Am Anfang stand eine Reise. Als der Journalist Julián Gorodischer 40 wurde, machte er sich auf die Suche nach den eigenen Wurzeln: Er flog nach Polen. Dort hatten seine Vorfahren bis zum Holocaust gelebt.
Gorodischer interessierte sich vor allem für eine Person: seine Großtante Paie. Sie wurde in der Schoa ermordet. »In meiner Familie war sie immer sehr präsent. Aber meine Eltern hatten wenig Information über sie. Und es fiel ihnen schwer, über den Holocaust zu sprechen.«
In Polen angekommen, stellte Julián Gorodischer fest, dass es das Dorf bei Krakau, in dem Paie und ihre Zwillingsschwester Tzipe mit ihren Eltern gelebt hatten, nicht mehr gab. Doch er fuhr nach Auschwitz, wo Paie ermordet worden war. Zurück in Buenos Aires, forschte er in Archiven über die jüdische Geschichte in Polen und die Schoa und sprach mit Überlebenden.
Und obwohl er sich von Paies letzten Lebensjahren kein vollständiges Bild machen konnte, widmete er der Großtante eine Reportage in Comic-Form.

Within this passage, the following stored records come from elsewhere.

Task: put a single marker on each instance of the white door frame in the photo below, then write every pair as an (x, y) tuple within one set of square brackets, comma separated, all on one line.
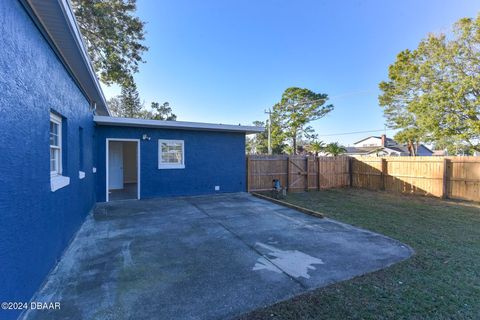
[(107, 144)]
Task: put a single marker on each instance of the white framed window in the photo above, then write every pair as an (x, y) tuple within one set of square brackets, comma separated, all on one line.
[(55, 145), (171, 154), (57, 180)]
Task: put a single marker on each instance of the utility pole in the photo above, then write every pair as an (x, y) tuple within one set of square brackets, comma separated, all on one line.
[(269, 112)]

Die Schoa als Gegenstand eines Comics – das hatte es in Argentinien, einem Land mit großer Comic-Tradition, noch nie gegeben. Und so war die erste Auflage von Gorodischers Camino a Auschwitz y otras historias de resistencia (»Weg nach Auschwitz und andere Geschichten des Widerstands«), gezeichnet von Marcos Vergara, bereits innerhalb weniger Wochen vergriffen.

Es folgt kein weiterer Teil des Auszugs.